Ein weiterer Kepler-Planet bestätigt

Das Kepler Die 2009 gestartete Mission soll unser Verständnis von Planeten erheblich verbessern. Diese Planeten müssen jedoch durch eine robustere Methode bestätigt werden, insbesondere durch die spektroskopisch detektierten Wackelbewegungen, bevor sie in die offizielle Liste der extrasolaren Planeten aufgenommen werden.
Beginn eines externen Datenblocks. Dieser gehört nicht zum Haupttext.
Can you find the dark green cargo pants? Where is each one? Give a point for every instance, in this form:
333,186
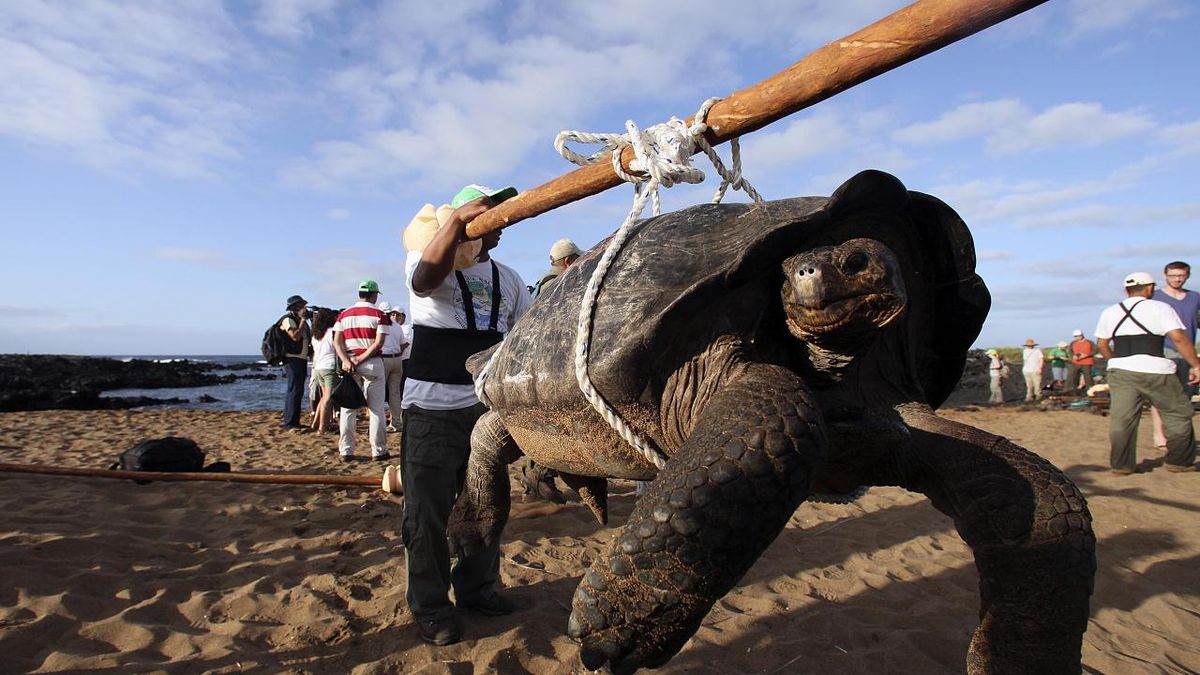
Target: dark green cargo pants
1127,393
436,446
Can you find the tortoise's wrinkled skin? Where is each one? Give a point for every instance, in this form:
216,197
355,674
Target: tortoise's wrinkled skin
777,353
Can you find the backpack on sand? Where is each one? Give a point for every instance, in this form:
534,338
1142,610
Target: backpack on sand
276,344
172,453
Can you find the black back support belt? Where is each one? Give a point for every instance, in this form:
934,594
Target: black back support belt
1131,345
439,354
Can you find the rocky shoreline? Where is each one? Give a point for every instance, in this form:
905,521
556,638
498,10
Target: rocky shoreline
34,382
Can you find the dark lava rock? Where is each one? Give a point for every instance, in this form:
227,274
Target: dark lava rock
61,382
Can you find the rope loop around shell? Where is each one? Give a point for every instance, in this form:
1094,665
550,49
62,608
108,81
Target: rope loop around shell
661,157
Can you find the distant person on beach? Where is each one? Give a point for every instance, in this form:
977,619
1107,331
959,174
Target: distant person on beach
562,255
1131,334
360,332
1083,358
996,372
1032,364
1187,305
460,308
324,368
1059,358
395,352
295,363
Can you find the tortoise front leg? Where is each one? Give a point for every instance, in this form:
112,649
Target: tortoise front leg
483,508
708,515
1031,533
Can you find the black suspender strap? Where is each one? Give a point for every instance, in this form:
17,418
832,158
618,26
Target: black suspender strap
496,296
1131,317
468,305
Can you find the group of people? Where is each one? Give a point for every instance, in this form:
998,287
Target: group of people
370,341
463,308
457,310
1147,341
1073,369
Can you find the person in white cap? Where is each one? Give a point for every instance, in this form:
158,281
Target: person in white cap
996,372
1083,358
1131,334
562,255
1031,368
395,352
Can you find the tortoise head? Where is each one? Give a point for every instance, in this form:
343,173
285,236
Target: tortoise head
840,297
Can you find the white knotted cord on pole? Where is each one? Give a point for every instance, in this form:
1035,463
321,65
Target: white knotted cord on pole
663,157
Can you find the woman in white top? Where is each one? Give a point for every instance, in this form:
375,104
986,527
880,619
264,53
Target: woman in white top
324,368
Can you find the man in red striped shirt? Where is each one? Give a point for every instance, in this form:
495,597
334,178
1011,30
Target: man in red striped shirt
358,339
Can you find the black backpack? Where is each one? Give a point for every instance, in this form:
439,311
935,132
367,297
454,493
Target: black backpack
276,344
172,453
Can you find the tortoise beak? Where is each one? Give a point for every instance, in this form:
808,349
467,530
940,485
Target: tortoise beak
853,286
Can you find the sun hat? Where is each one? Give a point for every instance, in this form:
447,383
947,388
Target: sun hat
474,191
562,249
1139,279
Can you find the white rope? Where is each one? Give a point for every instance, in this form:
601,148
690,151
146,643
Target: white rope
663,157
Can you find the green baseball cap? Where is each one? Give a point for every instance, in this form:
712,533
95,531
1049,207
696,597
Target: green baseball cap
472,192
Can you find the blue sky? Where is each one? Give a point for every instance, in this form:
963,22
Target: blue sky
174,171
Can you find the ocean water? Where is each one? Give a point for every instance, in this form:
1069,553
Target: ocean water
240,394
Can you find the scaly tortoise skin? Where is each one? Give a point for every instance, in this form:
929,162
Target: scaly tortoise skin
775,352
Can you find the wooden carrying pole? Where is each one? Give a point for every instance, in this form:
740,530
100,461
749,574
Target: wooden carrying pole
911,33
280,478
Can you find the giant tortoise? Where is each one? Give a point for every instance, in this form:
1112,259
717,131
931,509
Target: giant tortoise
773,353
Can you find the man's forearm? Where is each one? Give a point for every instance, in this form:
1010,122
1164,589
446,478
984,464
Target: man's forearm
437,258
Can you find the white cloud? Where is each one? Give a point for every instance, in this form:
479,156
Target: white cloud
1011,127
994,255
965,121
1089,17
203,256
1081,125
291,19
124,87
430,96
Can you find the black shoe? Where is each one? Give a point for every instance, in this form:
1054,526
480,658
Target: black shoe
491,605
439,632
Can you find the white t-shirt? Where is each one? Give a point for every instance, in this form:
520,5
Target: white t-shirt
323,354
1033,360
443,309
1156,316
397,340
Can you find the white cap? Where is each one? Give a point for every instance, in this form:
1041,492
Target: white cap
562,249
1139,279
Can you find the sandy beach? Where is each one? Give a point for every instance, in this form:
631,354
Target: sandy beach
109,577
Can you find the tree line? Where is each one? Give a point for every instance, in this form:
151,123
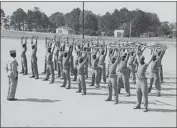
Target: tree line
94,25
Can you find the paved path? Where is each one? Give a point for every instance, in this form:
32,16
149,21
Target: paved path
42,104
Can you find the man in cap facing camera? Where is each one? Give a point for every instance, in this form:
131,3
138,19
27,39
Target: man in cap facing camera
12,73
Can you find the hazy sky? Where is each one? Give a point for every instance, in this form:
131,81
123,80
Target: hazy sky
165,10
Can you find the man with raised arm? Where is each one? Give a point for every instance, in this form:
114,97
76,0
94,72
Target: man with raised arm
81,74
34,65
12,73
60,61
101,64
46,51
161,54
84,55
132,66
78,55
50,67
123,79
95,70
66,69
24,65
141,85
112,81
155,75
56,55
111,53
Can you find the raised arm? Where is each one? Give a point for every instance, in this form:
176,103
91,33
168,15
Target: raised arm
84,60
53,49
137,55
32,40
36,43
105,51
150,59
127,57
26,40
22,40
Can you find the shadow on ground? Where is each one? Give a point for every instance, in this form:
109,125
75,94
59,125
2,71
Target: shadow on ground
161,110
38,100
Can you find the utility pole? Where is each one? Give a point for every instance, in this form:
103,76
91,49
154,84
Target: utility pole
130,30
83,22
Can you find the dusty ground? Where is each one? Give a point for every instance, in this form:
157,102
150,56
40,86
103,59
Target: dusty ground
42,104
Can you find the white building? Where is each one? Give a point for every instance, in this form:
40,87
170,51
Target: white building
119,33
64,30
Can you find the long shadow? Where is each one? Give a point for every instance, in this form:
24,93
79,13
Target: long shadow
165,103
168,95
91,93
38,100
169,88
161,110
169,83
133,102
87,88
168,78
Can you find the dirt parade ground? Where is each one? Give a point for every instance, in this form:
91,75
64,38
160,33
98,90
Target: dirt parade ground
41,104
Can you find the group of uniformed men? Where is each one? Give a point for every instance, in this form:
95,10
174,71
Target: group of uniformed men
124,61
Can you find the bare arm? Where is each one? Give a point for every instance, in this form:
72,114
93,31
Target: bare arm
150,60
36,43
105,51
26,40
137,55
82,64
22,40
127,57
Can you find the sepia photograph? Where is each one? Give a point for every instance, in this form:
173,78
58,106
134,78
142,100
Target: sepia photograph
88,64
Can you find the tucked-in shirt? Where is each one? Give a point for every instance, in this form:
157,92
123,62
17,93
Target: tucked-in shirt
11,67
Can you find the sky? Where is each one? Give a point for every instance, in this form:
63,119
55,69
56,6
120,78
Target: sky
165,10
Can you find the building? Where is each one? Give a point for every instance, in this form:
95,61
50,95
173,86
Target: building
119,33
64,30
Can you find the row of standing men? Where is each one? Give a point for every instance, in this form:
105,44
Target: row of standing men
122,63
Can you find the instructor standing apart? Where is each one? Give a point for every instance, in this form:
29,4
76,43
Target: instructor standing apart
12,73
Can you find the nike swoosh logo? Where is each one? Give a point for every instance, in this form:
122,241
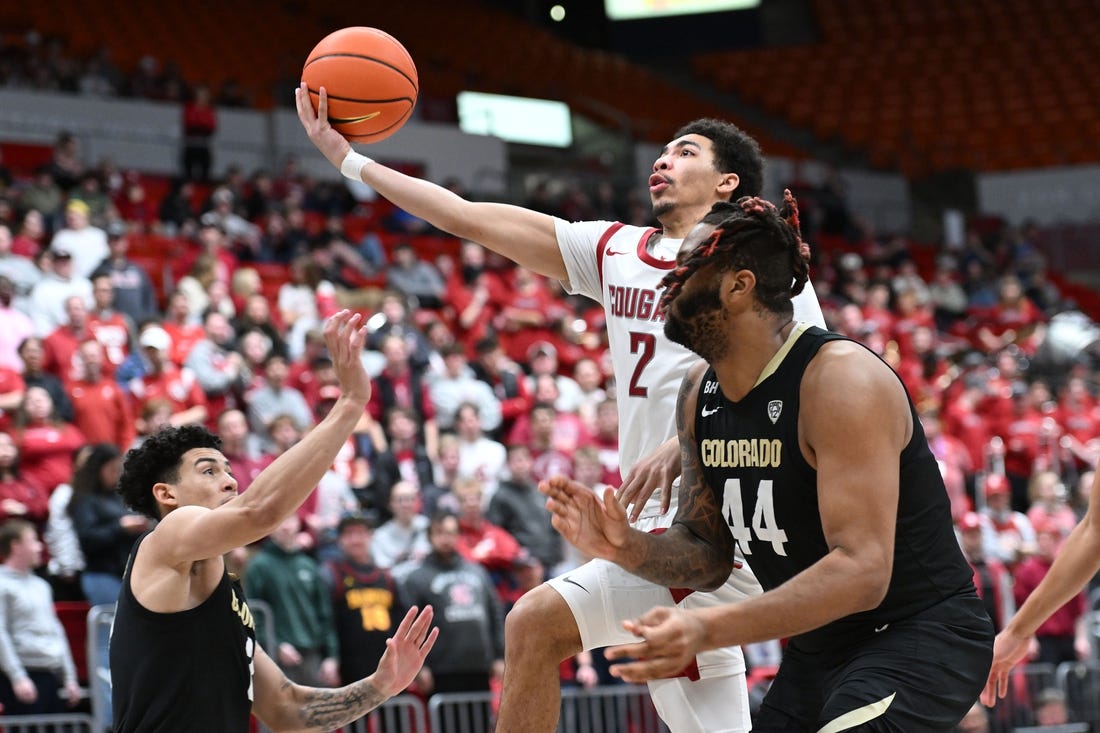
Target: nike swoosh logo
567,579
353,120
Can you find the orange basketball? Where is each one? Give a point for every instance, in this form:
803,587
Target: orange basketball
370,78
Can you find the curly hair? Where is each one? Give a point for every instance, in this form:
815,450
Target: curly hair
748,236
157,460
735,151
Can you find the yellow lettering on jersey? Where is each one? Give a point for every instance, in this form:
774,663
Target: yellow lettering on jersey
751,452
361,598
241,609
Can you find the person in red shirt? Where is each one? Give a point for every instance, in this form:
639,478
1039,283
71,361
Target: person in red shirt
108,326
45,444
1062,636
19,498
12,390
164,380
61,346
182,329
101,408
1013,320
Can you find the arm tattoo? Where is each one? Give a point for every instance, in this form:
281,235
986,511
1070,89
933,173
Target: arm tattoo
325,709
697,549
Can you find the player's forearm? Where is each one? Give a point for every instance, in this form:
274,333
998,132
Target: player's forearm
1077,561
835,587
675,558
323,709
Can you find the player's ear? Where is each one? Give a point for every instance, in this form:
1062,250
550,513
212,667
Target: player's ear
165,493
727,184
737,285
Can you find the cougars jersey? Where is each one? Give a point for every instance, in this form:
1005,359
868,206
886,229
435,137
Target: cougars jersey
618,266
750,457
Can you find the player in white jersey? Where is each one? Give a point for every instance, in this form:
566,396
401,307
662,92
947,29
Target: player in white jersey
706,162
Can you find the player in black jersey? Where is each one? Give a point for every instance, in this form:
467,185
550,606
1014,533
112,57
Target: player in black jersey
803,449
184,655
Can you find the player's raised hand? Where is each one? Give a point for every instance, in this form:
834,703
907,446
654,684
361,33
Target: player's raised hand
331,143
405,652
655,471
670,639
1009,649
343,337
596,525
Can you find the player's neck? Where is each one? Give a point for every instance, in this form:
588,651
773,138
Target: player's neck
749,353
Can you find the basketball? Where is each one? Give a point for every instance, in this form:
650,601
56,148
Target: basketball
370,78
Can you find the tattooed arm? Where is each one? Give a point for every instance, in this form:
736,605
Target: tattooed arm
284,706
696,551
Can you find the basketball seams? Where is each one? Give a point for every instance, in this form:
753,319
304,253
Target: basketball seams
381,62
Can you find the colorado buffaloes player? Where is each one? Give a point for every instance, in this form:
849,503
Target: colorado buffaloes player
184,655
802,449
618,265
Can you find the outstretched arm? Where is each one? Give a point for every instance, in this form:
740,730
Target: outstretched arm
284,706
188,534
1077,561
696,551
523,236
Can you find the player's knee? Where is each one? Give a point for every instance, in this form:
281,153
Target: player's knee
541,620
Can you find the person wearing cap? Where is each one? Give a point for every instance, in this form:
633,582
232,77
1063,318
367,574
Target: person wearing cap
134,293
163,379
86,243
366,604
1013,533
46,301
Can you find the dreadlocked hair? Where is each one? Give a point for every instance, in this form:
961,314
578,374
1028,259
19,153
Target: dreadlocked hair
157,460
748,236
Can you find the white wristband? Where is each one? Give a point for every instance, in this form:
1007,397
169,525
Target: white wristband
352,166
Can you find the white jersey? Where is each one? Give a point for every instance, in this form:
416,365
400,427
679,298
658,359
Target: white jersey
613,264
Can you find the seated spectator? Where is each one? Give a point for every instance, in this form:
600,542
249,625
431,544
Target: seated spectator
106,528
39,675
112,328
164,380
415,277
458,385
47,298
45,442
480,458
34,374
404,538
1013,532
87,243
183,327
19,498
275,397
101,408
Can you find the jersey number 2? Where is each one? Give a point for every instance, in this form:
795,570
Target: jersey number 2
763,517
646,343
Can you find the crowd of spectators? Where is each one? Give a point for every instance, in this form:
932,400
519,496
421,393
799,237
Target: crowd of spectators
486,376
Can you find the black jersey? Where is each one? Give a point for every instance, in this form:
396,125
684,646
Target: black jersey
750,457
366,610
183,671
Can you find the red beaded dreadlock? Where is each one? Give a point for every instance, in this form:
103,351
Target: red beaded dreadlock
749,232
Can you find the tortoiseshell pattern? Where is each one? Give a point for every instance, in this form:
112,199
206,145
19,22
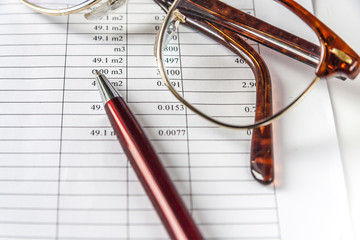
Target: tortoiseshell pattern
225,24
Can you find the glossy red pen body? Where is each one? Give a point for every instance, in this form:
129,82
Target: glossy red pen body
147,166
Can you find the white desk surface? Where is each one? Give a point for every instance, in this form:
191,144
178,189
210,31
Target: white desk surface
344,18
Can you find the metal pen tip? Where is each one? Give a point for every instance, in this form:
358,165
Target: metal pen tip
106,89
97,73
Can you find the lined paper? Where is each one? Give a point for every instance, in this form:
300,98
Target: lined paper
63,174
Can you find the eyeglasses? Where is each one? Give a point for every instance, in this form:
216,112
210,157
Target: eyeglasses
241,101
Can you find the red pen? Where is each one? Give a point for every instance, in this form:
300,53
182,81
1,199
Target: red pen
147,166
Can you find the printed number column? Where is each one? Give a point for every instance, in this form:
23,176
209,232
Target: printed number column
158,112
93,167
227,200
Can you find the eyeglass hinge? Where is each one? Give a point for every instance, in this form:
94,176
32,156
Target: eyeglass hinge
179,16
342,55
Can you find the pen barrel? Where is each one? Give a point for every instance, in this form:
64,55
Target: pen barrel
151,173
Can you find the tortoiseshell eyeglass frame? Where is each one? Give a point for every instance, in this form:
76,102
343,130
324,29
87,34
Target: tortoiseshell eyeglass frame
226,25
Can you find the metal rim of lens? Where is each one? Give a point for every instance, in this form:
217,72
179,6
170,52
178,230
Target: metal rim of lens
63,11
263,122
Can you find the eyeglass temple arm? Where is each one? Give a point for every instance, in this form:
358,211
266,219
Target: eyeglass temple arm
261,156
337,58
63,11
246,25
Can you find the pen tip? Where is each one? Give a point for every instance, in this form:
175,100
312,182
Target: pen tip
97,72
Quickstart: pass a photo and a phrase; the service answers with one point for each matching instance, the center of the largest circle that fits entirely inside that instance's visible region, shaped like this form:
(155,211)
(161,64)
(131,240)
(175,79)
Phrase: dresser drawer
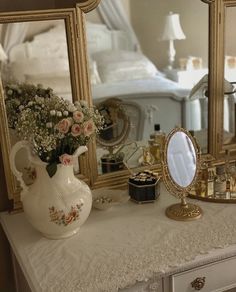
(217,276)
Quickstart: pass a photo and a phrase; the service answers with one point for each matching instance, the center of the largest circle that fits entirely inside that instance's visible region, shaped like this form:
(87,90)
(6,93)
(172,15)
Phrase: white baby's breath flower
(52,112)
(71,108)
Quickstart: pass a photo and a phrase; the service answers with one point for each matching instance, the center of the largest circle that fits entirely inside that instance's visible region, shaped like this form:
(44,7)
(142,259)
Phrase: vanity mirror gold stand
(180,168)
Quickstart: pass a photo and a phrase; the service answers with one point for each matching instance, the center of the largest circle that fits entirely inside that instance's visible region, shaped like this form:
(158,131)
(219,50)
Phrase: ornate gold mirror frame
(219,148)
(73,16)
(171,172)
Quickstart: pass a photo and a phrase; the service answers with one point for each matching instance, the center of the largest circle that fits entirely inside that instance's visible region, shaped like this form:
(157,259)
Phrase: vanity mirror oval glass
(134,67)
(181,161)
(46,47)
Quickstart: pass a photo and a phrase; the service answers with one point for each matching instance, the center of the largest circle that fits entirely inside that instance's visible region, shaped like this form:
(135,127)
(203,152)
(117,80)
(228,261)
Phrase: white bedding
(158,86)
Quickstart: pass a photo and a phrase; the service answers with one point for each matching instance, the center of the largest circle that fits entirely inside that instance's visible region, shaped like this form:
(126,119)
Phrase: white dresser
(129,248)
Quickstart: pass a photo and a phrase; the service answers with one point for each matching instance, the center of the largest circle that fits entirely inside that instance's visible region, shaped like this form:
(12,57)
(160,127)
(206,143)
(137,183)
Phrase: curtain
(115,17)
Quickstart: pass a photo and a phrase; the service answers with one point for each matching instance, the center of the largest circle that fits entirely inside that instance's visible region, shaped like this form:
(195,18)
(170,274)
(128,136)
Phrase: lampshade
(172,29)
(3,56)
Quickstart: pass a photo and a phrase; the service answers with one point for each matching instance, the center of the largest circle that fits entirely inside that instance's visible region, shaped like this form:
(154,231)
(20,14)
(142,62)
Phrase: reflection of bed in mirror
(118,71)
(42,58)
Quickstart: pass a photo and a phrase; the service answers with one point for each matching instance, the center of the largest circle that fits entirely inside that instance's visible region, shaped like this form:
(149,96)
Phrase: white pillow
(93,71)
(118,65)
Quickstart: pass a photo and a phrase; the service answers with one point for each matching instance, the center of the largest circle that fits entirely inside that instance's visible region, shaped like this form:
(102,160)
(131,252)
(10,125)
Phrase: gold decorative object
(198,283)
(216,183)
(180,169)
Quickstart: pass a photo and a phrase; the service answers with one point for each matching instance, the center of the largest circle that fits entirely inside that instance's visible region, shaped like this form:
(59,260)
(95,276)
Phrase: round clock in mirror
(181,162)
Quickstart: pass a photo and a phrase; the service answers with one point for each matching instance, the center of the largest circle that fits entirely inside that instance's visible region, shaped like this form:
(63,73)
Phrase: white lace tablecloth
(117,247)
Bisher kamen nur langsam Bestätigungen. Nur 16 der Planeten wurden mit anderen Methoden entdeckt. Vor kurzem haben Astronomen, die das Hobby-Eberly-Teleskop (HET) der University of Texas, Austin, verwenden, ein weiteres bestätigt.

Der Planet Kepler-15b ist der erste, der von diesem einzigartigen Teleskop bestätigt wird. Im Gegensatz zu den meisten Observatorien verfolgt der Spiegel am HET die Sterne nicht. Stattdessen bleibt der Spiegel stationär und die Erfassungsinstrumente werden entlang der Brennebene bewegt, um das betreffende Objekt zu verfolgen. Dadurch kann das Objekt zwar nicht die ganze Nacht verfolgen, Astronomen können das Ziel jedoch bis zu 2 Stunden lang kontinuierlich beobachten. Es wurde geschätzt, dass diese ungewöhnliche Konfiguration die Baukosten um bis zu 80% senkt.

Aus den Kepler-Beobachtungen ging hervor, dass der vorläufige Planet eine Umlaufzeit von knapp 5 Tagen haben und den Mutterstern 3,5 Stunden lang durchlaufen würde, wodurch das Licht des Sterns um etwa 1,2% gedimmt würde. Unter Verwendung dieser Informationen war zu erwarten, dass der Planet einen 1,4-fachen Radius des Jupiter haben sollte, was ihn in die Klasse der „heißen Jupiter“ einordnet.

Die Beobachtungen des HET wurden von März bis November 2010 durchgeführt. Das Team suchte mit dem Spektrometer des Teleskops nach Anzeichen von Abweichungen zwischen 2 und 100 Tagen. Bei der Analyse der Periodizität bestätigte das Team unabhängig ein starkes Signal mit einem Zeitraum von 4,94 Tagen.

Unter Verwendung der neuen spektroskopischen Daten schätzt das Team, dass der neue Planet eine Masse von 0,66 Jupitermassen hat, und reduziert den geschätzten Radius auf das 0,96-fache des Jupiters, was eine mittlere Dichte von ~ 0,9 Gramm pro Kubikzentimeter ergibt. Der Elternstern enthält große Mengen schwerer Elemente und ist mit Kepler-6 für den metallreichsten Elternstern der Welt gebunden Kepler Ergebnisse. Wenn der Planet, der aus derselben interstellaren Wolke gebildet wird, eine ähnliche Metallizität aufweist, könnte erwartet werden, dass das Vorhandensein dieser zusätzlichen schweren Elemente dazu beitragen könnte, den Planeten zu schrumpfen.

Das Team berichtet auch, dass sie andere angebliche beobachtet haben Kepler Planeten und beabsichtigt, die Ergebnisse in eine bevorstehende Veröffentlichung aufzunehmen. Darüber hinaus ist für das HET ein größeres Upgrade geplant, das im Laufe dieses Jahres beginnen soll. Dies umfasst Upgrades der Tracking-Baugruppe sowie der im Spektroskop verwendeten Glasfaser. Derzeit kann dieses Instrument nur Bestätigungen für Jupiter-Massenplaneten durchführen. Nach Abschluss der Upgrades erwartet das Team jedoch, dass es das System verwenden kann, um nach Kandidaten mit geringerer Masse im Massenbereich von Neptun und im „Super-“ zu suchen. Erde “.